At the last meeting of Dr. Lather's "Cultural Foundations" (aka. "Poststructuralism WHEE") class, we tried to summarize a method for poststructuralism. These are heuristics rather than algorithms; notes on "how to think poststructurally" are akin to notes on "how to write poetry" -- they're always incomplete fragments, but that doesn't mean they're not worth trying.

  1. Practice dialogic and reflexive engagement. You are not monologuing in a vacuum; rather, you are in conversation at all times. This is easy when speaking, but in writing and other media where we're trained to be "The Voice Of Truth" (as opposed to "A Voice of truth," or simply "a voice").
  2. Focus on margins and centers, intersections and crossroads.

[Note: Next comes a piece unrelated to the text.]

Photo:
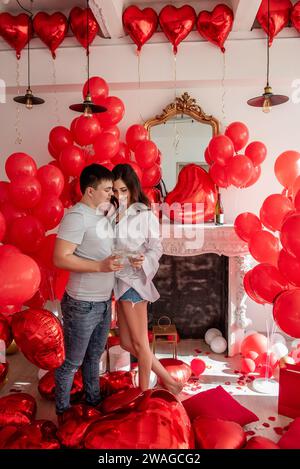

What do boundaries, positions relative to them, and deliberate efforts to remake them tell you about the evolution and construction of a culture?
  3. Refuse binaries. When you read a statement, think about the frame of mind it has been written within and against -- for instance, a paper might set up a "constructivism vs realism" fight, then have one or the other "win" the debate. Point out those binaries and how they contradict and destabilize each other.
  4. Focus on contradictory understandings. This is a continuation of #3. The world is tangled and messy; refuse metanarratives and avoid "tidy tales" of the "One Truth," especially when you point out binaries yourself. "Some people see a constructivism vs realism battle, but I see both of them as parts of a whole!" is a binary of your metanarrative vs "the old binary."
  5. Do justice to specificity. Ground theories in specifics and empirical data. (I want to add "...instead of going straight for the transferable generalization," but having just written #3 and #4, I hesitate.)
  6. Pay attention to layers of affects as a material force. In other words, people are embodied beings full of feelings. See what resonates for people as you study something ("Affect studies" is a field focused on this). If your audience resonates with "spirituality" in a way that's academically "improper," honor that, and honor the tension you hold in struggling to convey it to an academic audience. Howard S. Becker advised that if you couldn't write something, you could at least write about why you couldn't write it.
  7. Include the autobiographical in non-leaky ways. You're a character in the world and in your story, but you're not the diva of it; admit your perspective, but don't spew self-indulgence all over your writing.
  8. Do justice to difference.  Differences between things, within things, among things -- insert your favorite preposition here. This is a way to start breaking down metanarratives and start letting in multivocality.

This is hard. In fact, it's impossible. My writing of #1 already violates #3 and #4 ("monologuing in a vacuum" vs being "in conversation at all times" is a tidy tale). #3 and #4 contradict themselves ("refuse binaries" sets up a "binaries" vs "not-binaries" binary). But we try anyway -- the note on #5 is an attempt to use #1 in recognition of a violation of #3 and #4.